Nowhere does this process concern itself with what the DNA actually does in the body, such as making your eyes green or coloring your hair. The whole idea is just to compare two samples of DNA and see if they “match up” when analyzed using a certain laboratory technique. It’s much like fingerprinting- in that a fingerprint by itself is worthless. It doesn’t give you any information about the perpetrator. It’s only useful because you’re able to compare it to other fingerprints.
While we can’t tell physical characteristics from a DNA sample, we can check for the presence of certain genetic markers, which have been found to exist in limited segments of the population. This is mainly useful because it doesn’t require as large a sample as a DNA “fingerprint” does.
For a simple example, say that the DNA at the crime scene contains the gene for hemophilia. Previous studies have shown us what percentage of people carry that gene. So if your next-door neighbor was suspected of the crime, and she does not carry that gene, then the police can rule her out as a possibility.
This sort of thing was being done with blood types-- O, A, B, AB-- long before we had the ability to do it with DNA.
The other concern with identifying physical characteristics via DNA is that many parts of a persons physical appearance are decided by an undeterminable mixture of genetics and envirnoment. DNA has only a single role in the body: it codes for proteins. All DNA can do is tell your body what kind of proteins to make.
Now, while this sounds simple, most of your bodies interesting chemistry comes from proteins. Without getting too heavy into biochem here, basically things which are coded for by simple proteins (hair color, hair texture, eye color) could in theory be easily matched up with the genetic code that caused them. Other things further down the line, (i.e. they are products of products of products of reactions of proteins, and ad infinitum) are infinitely more difficult to assign to a specific genetic code. Plus there’s the problem that things like height and weight are heavily (though not entirely) influenced by environment; healthier people tend to be taller, given similar genetic make-up. Which is to say that genes (and DNA, related but not in anyway the same concept) have a say in what you look like, but so does the environement in which you grew up in or live in currently.

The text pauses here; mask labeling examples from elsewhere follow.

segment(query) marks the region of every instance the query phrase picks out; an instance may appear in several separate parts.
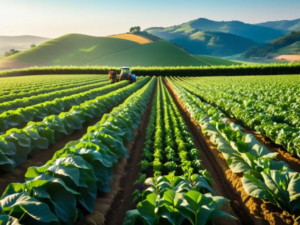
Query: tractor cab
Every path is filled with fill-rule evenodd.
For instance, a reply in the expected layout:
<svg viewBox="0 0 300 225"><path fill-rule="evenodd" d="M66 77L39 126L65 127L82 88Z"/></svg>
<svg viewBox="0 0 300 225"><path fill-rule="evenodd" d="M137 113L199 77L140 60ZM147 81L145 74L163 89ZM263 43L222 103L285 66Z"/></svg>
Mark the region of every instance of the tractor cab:
<svg viewBox="0 0 300 225"><path fill-rule="evenodd" d="M119 81L124 80L129 80L128 75L130 76L131 75L131 72L130 71L130 68L126 67L121 67L121 72L120 74L120 78Z"/></svg>

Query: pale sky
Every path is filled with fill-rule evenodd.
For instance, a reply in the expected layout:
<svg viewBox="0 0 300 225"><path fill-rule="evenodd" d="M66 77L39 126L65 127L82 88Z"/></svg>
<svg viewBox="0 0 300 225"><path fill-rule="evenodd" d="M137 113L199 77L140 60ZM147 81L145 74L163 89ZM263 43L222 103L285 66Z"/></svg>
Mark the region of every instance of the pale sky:
<svg viewBox="0 0 300 225"><path fill-rule="evenodd" d="M299 0L0 0L0 35L104 36L200 17L249 23L300 17Z"/></svg>

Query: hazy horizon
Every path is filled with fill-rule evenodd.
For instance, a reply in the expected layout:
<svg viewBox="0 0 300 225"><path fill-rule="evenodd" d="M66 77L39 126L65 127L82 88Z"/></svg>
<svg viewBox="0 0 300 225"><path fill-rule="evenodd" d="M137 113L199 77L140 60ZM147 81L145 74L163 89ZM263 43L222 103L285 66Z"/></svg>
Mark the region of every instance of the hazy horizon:
<svg viewBox="0 0 300 225"><path fill-rule="evenodd" d="M300 17L300 1L293 0L144 0L124 2L96 0L0 0L0 35L31 35L54 38L70 33L105 36L169 27L199 18L254 24Z"/></svg>

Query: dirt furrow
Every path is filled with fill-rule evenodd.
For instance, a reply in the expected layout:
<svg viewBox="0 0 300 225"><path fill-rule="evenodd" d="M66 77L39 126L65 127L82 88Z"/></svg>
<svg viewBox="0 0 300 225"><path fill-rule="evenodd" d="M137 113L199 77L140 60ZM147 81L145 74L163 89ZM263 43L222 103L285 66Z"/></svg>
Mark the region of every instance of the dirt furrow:
<svg viewBox="0 0 300 225"><path fill-rule="evenodd" d="M119 104L122 104L125 100L123 99ZM117 106L116 105L115 106ZM104 113L110 112L112 108L108 109ZM33 157L28 155L28 159L20 166L15 168L11 172L3 174L0 176L0 196L6 189L8 185L12 183L23 183L25 174L27 169L31 166L40 166L44 165L49 160L51 159L57 151L64 148L68 142L76 141L81 138L86 133L88 128L93 126L100 121L102 116L96 117L88 123L84 124L83 129L75 130L71 134L65 135L62 138L58 140L53 145L50 145L47 149L43 149Z"/></svg>
<svg viewBox="0 0 300 225"><path fill-rule="evenodd" d="M202 164L211 172L222 196L232 201L230 206L242 224L299 224L294 222L293 216L280 210L276 206L254 198L246 192L242 183L242 175L232 172L216 146L210 142L209 137L203 134L201 127L190 118L172 87L165 81L172 97L182 111L186 123L194 130L193 135L196 134L196 136L198 137L196 139L203 144L200 149L201 154L205 156L200 157L203 159Z"/></svg>
<svg viewBox="0 0 300 225"><path fill-rule="evenodd" d="M186 82L186 81L185 80ZM209 104L214 107L218 108L218 106L212 103L209 103L206 101L200 95L195 95L204 102ZM238 125L240 125L244 128L242 132L247 134L253 134L261 144L266 147L269 151L272 152L279 153L275 158L275 160L282 161L290 165L290 168L293 170L300 172L300 158L296 155L293 155L287 152L286 149L281 145L276 144L270 138L256 133L248 126L237 119L235 118L231 118L226 112L218 108L228 118L230 118L230 120Z"/></svg>
<svg viewBox="0 0 300 225"><path fill-rule="evenodd" d="M133 131L134 142L129 142L125 146L129 152L129 158L122 158L114 168L111 191L98 195L94 212L77 222L76 225L120 225L123 223L126 212L136 207L131 204L132 193L135 189L133 183L139 178L140 170L137 164L141 158L146 129L151 115L152 104L157 86L156 85L152 92L138 129Z"/></svg>

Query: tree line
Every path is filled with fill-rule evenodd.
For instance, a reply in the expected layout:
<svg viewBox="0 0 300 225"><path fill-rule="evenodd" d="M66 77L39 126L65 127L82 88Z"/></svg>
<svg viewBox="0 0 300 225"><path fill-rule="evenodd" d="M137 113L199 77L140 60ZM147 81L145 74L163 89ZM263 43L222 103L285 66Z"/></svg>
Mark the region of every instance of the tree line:
<svg viewBox="0 0 300 225"><path fill-rule="evenodd" d="M35 44L32 44L30 46L31 48L34 48L36 46ZM10 56L12 56L13 55L16 54L17 53L21 52L21 51L19 51L19 50L16 50L15 49L11 49L8 52L4 52L3 53L3 55L4 57L8 57Z"/></svg>

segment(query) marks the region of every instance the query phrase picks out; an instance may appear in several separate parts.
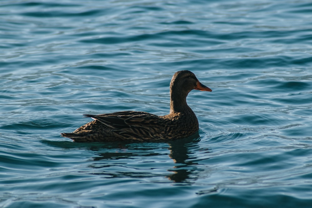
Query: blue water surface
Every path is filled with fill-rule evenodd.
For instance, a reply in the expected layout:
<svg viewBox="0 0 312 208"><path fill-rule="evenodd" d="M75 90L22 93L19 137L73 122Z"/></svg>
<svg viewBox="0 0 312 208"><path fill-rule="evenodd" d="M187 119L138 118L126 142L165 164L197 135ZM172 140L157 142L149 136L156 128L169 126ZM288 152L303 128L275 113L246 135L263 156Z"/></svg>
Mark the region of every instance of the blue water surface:
<svg viewBox="0 0 312 208"><path fill-rule="evenodd" d="M1 1L0 207L311 207L311 20L308 0ZM60 136L167 114L185 70L212 89L188 96L197 136Z"/></svg>

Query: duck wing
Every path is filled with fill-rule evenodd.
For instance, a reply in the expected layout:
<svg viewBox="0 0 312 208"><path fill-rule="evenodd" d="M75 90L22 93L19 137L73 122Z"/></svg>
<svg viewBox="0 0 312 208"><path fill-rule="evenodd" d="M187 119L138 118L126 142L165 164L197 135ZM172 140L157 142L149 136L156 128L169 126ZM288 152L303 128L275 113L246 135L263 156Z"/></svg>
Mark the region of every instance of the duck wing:
<svg viewBox="0 0 312 208"><path fill-rule="evenodd" d="M161 119L154 114L141 111L120 111L100 115L85 114L111 128L121 129L130 126L147 126L154 124Z"/></svg>

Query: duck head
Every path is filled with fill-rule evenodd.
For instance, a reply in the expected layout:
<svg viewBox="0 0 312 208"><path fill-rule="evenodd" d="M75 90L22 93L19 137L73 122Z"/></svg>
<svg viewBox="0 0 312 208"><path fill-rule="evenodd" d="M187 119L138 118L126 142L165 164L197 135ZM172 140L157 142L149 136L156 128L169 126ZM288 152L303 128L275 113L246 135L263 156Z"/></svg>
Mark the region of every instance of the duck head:
<svg viewBox="0 0 312 208"><path fill-rule="evenodd" d="M180 112L183 109L188 107L186 97L193 89L212 91L201 83L191 71L183 70L175 73L170 83L170 112Z"/></svg>

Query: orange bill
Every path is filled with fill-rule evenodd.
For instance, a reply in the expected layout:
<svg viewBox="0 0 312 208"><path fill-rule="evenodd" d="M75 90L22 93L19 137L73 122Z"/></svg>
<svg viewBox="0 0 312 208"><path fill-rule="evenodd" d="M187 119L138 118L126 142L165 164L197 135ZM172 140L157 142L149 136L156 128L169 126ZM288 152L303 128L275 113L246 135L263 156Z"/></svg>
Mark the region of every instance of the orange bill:
<svg viewBox="0 0 312 208"><path fill-rule="evenodd" d="M212 91L211 89L207 86L205 86L201 83L199 81L197 81L197 85L195 87L194 89L195 89L200 90L201 91L208 91L209 92Z"/></svg>

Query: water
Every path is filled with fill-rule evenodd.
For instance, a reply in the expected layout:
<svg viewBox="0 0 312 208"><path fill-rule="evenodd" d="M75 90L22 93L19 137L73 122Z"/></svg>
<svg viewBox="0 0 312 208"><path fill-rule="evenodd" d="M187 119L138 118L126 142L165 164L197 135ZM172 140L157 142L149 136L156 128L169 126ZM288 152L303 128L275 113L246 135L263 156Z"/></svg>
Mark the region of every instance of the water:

And all of it comes to naught when put in front of Judge Ito and a jury of twelve boneheads. :>
Certain races carry more genes for some diseases.You could probably guess at the race of a person that way. You may carry genes for all kinds of hair color, but it follows what gene is dominant.
I thought they had genes pretty well figured out for cat fur choices, for instance.
Lipochrome sed: It would be cool if they could do that. In theory that could be done if we were really advanced (like in that movie “Gattaca”- they had handheld analyzers that you could stick something like a stray eyelash into, and see what the person would look like on the screen).
I thought in Gattaca that the analyzers were determining the genetic pattern, then looking up the person’s picture in a database keyed off of that pattern.
No, that would make more sense, but they could show a persons picture without even knowing the name.